End-to-End Speech Synthesis for Bangla with Text Normalization

Published in 2018 5th International Conference on Computational Science/Intelligence and Applied Informatics (CSII), 2018

Recommended citation: Pial, Tanzir Islam, Shahreen Salim Aunti, Shabbir Ahmed, and Hasnain Heickal. "End-to-End Speech Synthesis for Bangla with Text Normalization." In 2018 5th International Conference on Computational Science/Intelligence and Applied Informatics (CSII), pp. 66-71. IEEE, 2018. https://ieeexplore.ieee.org/stamp/stamp.jsp?arnumber=8457103

ABSTRACT

Text to speech synthesis is a well-researched area, yet no system has been developed which can claim to be as convincing as a human voice. An end-to-end system in the context of speech synthesis denotes a system capable of synthesizing speech from text using training data as minimal as transcribed audio data without any language-specific knowledge and phoneme dictionaries. But an end-to-end system should also have the capability to integrate any language-specific rules to improve its performance.

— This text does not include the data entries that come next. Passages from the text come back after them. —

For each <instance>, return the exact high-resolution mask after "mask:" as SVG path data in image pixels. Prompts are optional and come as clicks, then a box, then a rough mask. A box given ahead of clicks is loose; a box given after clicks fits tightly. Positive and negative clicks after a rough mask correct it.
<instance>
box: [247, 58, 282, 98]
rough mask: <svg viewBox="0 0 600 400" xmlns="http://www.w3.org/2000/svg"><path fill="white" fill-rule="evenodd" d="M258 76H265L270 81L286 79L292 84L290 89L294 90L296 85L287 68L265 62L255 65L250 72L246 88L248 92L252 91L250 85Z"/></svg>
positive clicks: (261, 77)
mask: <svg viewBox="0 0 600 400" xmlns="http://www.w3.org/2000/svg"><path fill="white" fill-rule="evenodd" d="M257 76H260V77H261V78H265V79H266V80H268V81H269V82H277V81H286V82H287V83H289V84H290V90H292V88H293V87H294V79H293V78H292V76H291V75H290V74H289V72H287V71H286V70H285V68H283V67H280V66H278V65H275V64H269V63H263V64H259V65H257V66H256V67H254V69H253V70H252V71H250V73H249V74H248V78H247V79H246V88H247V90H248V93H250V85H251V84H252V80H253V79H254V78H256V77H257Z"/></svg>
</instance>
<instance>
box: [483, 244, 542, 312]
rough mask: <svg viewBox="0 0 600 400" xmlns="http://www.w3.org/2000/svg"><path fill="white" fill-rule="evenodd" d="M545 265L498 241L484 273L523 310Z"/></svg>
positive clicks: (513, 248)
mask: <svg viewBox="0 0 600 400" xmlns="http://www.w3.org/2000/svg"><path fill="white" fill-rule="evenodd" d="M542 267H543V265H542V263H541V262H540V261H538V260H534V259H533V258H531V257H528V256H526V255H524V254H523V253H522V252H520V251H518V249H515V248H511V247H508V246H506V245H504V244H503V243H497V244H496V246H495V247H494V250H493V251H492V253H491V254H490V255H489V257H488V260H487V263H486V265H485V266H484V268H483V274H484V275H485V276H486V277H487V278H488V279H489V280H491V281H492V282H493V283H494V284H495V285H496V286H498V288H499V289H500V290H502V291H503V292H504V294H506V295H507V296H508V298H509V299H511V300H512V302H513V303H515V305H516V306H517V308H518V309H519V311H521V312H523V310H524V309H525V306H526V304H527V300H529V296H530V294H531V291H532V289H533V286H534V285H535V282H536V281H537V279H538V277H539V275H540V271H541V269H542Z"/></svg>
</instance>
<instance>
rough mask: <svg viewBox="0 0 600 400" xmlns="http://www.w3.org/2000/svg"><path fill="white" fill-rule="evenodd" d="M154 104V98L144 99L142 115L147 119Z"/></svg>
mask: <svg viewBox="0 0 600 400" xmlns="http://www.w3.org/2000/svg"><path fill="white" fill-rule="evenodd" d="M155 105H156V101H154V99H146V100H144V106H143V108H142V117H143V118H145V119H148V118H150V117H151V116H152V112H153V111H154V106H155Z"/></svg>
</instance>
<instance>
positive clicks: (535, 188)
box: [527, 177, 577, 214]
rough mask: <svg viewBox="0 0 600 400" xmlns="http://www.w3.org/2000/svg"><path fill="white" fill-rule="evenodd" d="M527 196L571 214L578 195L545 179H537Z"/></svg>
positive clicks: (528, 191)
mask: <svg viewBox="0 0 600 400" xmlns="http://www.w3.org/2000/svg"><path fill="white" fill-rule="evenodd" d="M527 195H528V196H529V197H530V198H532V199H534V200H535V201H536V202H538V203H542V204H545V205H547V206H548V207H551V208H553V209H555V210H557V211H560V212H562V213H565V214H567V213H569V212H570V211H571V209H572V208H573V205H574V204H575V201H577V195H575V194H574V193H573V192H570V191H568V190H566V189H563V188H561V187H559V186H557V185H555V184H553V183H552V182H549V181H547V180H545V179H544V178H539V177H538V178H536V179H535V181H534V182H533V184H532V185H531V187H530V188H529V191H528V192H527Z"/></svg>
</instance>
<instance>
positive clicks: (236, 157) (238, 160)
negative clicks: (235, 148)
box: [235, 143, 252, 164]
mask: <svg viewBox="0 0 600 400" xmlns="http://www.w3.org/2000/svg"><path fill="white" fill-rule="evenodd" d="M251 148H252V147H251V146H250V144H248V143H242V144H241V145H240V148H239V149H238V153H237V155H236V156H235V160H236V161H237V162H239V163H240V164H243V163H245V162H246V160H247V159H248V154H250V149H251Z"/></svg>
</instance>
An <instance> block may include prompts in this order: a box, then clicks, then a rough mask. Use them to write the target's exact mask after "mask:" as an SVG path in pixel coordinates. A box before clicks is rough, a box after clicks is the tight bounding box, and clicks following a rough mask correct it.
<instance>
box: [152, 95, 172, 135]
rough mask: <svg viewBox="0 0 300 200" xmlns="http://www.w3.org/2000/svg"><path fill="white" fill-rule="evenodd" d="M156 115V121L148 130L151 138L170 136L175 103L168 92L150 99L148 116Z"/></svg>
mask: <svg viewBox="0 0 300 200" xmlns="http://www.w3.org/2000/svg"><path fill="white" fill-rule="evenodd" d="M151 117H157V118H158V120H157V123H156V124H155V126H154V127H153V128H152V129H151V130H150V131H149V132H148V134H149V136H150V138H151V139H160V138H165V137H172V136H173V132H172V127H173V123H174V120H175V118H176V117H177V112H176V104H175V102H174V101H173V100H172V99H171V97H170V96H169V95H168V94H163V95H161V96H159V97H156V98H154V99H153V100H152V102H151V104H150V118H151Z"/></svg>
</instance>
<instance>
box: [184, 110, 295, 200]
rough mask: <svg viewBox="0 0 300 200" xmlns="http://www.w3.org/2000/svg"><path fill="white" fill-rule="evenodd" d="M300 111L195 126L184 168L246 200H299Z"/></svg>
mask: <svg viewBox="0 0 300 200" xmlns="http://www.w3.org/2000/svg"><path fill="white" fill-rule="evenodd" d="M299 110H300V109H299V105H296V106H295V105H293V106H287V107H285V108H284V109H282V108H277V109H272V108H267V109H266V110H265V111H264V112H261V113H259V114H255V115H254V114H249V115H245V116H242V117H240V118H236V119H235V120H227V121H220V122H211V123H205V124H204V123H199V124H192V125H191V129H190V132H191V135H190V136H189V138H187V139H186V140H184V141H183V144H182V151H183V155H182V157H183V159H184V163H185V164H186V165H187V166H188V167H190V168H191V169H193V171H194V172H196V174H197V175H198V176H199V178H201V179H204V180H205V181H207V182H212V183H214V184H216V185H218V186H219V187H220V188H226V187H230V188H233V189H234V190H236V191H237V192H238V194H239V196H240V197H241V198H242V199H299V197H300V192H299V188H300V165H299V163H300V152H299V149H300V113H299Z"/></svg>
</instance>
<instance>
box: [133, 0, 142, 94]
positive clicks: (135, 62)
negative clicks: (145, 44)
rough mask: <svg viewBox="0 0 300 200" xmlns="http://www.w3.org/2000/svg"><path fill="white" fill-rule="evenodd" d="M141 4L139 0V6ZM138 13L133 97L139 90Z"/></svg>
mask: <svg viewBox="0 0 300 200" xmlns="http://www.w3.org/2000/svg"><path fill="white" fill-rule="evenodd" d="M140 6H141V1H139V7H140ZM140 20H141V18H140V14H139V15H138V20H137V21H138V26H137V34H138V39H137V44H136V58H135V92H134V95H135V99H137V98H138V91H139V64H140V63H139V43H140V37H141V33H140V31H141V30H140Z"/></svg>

In this paper, we propose an end-to-end speech synthesis system for Bangla (also known as Bengali) which uses a minimal front end and a neural network as its statistical parametric model. We also propose a Text Normalization Procedure(TNP) for Bangla and incorporate it to the end-to-end system. We have conducted extensive experiments using different models. From the feedback from the participants of the experiment, we have found out that they felt more positively towards the system if TNP is incorporated. A Wilcoxon signed-rank test was conducted to validate the results of the experiment and the probability of the results being like this because of experimental errors rather than TNP was calculated to be less than 5%.